In a wide ranging speech Mr Sants stressed that in ‘more turbulent’ times firms need to ensure they are taking account of the key FSA agenda – from liquidity and credit to Treating Customers Fairly (TCF) and corporate governance.
Mr Sants told the audience that the more difficult financial conditions had increased the FSA’s supervisory engagement with the sector. But he dismissed recent reports that the FSA was imposing new minimum liquidity requirements, reducing mortgage lending capacity, by several billion pounds as simply wrong. As a principles-based regulator, the key underlying principle has always been that societies need to meet the FSA’s threshold conditions including having a credible and sustainable funding model and appropriate levels of capital.
However Mr Sants underlined the FSA’s view that building societies stress testing assumptions needed to be much more robust:
“Most of the stress testing performed before last August was based on a firm-specific rating downgrade and, even where firms modelled the closure of some wholesale markets, it was assumed these would reopen quickly. I would like to underline that your stress testing assumptions need to be much more robust and, in particular you must also have robust operational contingency plans, which means looking at the practical operational issues such as internet site capacity and branch transaction processing.”
Mr Sants went on to emphasise the importance of treating customers fairly:
“It is, therefore, vital that you do not lose sight of your TCF strategy in the current conditions. In this ever more challenging economic environment, arrears and possessions are set to increase significantly, albeit from a very low base and concentrated in specific sectors of the market.
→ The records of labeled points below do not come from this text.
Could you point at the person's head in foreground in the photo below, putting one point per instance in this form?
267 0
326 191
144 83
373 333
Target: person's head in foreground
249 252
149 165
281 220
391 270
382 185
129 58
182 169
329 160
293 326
We do expect lenders to meet the requirements on the treatment of customers in payment difficulties set out in our mortgages conduct of business sourcebook. Firms must have in place, and operate, a written policy and procedures for dealing fairly with customers in arrears.”
Moving onto corporate governance, Mr Sants stressed the importance of boards fully discharges their responsibilities:
“If a building society is to survive, prosper, and bring real benefits to its members, it must have a good quality board. A board, together with the senior management team, has to lead their society through these challenging, competitive and more complex times.”